Constant speed vs. repeated acceleration

[tauristar]

Assuming only air friction, do you think it is equally as energy efficient to reach a destination in a vehicle traveling a constant 60 MPH as it is to reach that destination through repeated accelerating to 60 MPH and allowing the vehicle to coast to a stop? That is, you accelerate to 60, then turn off the car. Once it comes to a stop you accelerated to 60 again. Assume no drivetrain losses as well.

 

[russ_watters]

Welcome to PF!
Is this homework? Do you have a guess?

 

[tauristar]

No it is not homework. My guess is if the vehicle is switched off, those friction losses will eventually bring the vehicle to a stop, however, during the stopping process NO fuel is used. During acceleration back to the same speed, you are again battling friction losses, but at the same time you are supplying enough additional force to get the vehicle up to speed. If that additional force supplied equals the energy saved during the coasting period, then the energy consumption should be the same regardless of whether you are at a constant speed or repeatedly accelerating and coasting. Unless I am missing something here . . . which I feel like I am.

 

[berkeman]

Assuming only air friction, do you think it is equally as energy efficient to reach a destination in a vehicle traveling a constant 60 MPH as it is to reach that destination through repeated accelerating to 60 MPH and allowing the vehicle to coast to a stop? That is, you accelerate to 60, then turn off the car. Once it comes to a stop you accelerated to 60 again. Assume no drivetrain losses as well.

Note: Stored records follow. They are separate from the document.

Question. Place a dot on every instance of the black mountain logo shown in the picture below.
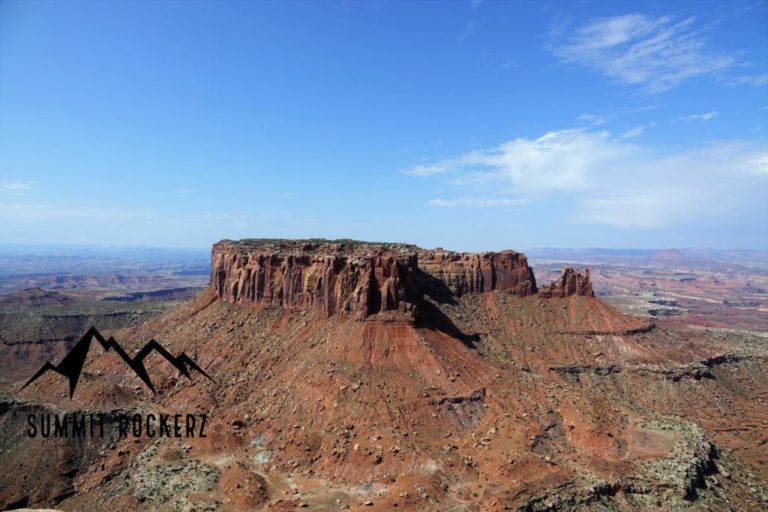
(72, 364)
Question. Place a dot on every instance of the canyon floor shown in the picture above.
(484, 401)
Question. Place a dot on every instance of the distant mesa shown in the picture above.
(72, 364)
(362, 279)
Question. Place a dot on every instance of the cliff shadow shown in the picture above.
(430, 315)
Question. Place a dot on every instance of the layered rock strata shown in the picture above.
(361, 279)
(571, 282)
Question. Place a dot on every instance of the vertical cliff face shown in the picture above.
(571, 282)
(507, 271)
(356, 279)
(321, 276)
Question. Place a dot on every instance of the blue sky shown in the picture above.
(471, 125)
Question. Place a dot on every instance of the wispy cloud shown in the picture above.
(634, 132)
(16, 185)
(656, 54)
(605, 179)
(706, 116)
(60, 213)
(481, 202)
(555, 161)
(467, 32)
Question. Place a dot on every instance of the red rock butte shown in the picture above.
(362, 279)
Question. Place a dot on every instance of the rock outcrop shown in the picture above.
(571, 282)
(507, 271)
(356, 279)
(336, 278)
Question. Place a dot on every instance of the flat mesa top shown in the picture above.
(321, 245)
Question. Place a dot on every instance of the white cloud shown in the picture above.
(593, 119)
(759, 165)
(16, 185)
(634, 132)
(595, 177)
(706, 116)
(555, 161)
(754, 80)
(482, 202)
(654, 53)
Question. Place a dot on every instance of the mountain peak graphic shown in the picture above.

No it is not homework. My guess is if the vehicle is switched off, those friction losses will eventually bring the vehicle to a stop, however, during the stopping process NO fuel is used. During acceleration back to the same speed, you are again battling friction losses, but at the same time you are supplying enough additional force to get the vehicle up to speed. If that additional force supplied equals the energy saved during the coasting period, then the energy consumption should be the same regardless of whether you are at a constant speed or repeatedly accelerating and coasting. Unless I am missing something here . . . which I feel like I am.

Welcome to the PF.

One thing that you are not taking into account is the average speed of the two methods. Why is that an important consideration in your efficiency calculation?

 

[tauristar]

I believe it is important since fuel efficiency tends to decline at the higher speeds, so if the average of one method is 60mph and the other is 30mph then the lower average speed will save more fuel. Is this correct?

 

[olivermsun]

The real world problem is quite complicated for a whole list of reasons, among them:
a) the rolling friction is not quite constant with speed, although it might be reasonable to take an average value for this
b) the air resistance is, as you say, very nonconstant with speed (~ v^2) and so you cannot just average the speed and plug that into the drag equation
c) the power efficiency of the car is not at all constant (e.g., different for different accelerations).

In practice I have read results showing that some patterns of speeding up and slowing down can (in some cases, and usually not to zero speed) result in better overall economy for a certain car. I wouldn't really recommend it for other reasons though (e.g., safety). ;)

 

[berkeman]

I believe it is important since fuel efficiency tends to decline at the higher speeds, so if the average of one method is 60mph and the other is 30mph then the lower average speed will save more fuel. Is this correct?

Well, I was thinking about it from the other direction. For the comparison to be valid, you would need to have the same average speed for the two methods of travel, in order to say anything meaningful about their relative fuel efficiencies.

 

[Dmytry]

the accelerating and coasting would require less energy for same distance. It is very easy really. Assuming only air friction - the drag force equals energy transferred to air per distance travelled. Accelerating and coasting, except for brief times at 60mph, always has lower drag force, i.e. transfers less energy to the air per distance travelled.
There is only air friction, so the energy transferred to air is equal to the energy lost for travel.

Now the much more interesting question would be - is it more efficient to accelerate and coast, than to move with same average speed at constant speed?
There again moving at constant speed is most efficient but it is a little bit more difficult to show, especially without calculus. Basically, boils down to average of cubes vs cube of averages. (the energy lost per time, i.e. the power put into moving the air, is proportional to velocity cubed . We have average of velocities at all times cubed, for average power transferred to air, versus a cube of average velocity).

ahh, and also, you need some infinitesimal regular friction at least, for car to ever stop. If it is only air friction, it will never stop. Also without any non-air friction, it will get from point A to point B eventually by Brownian motion, but it will be a looooong while. Or a minimum speed at which you declare car stopped and start accelerating again.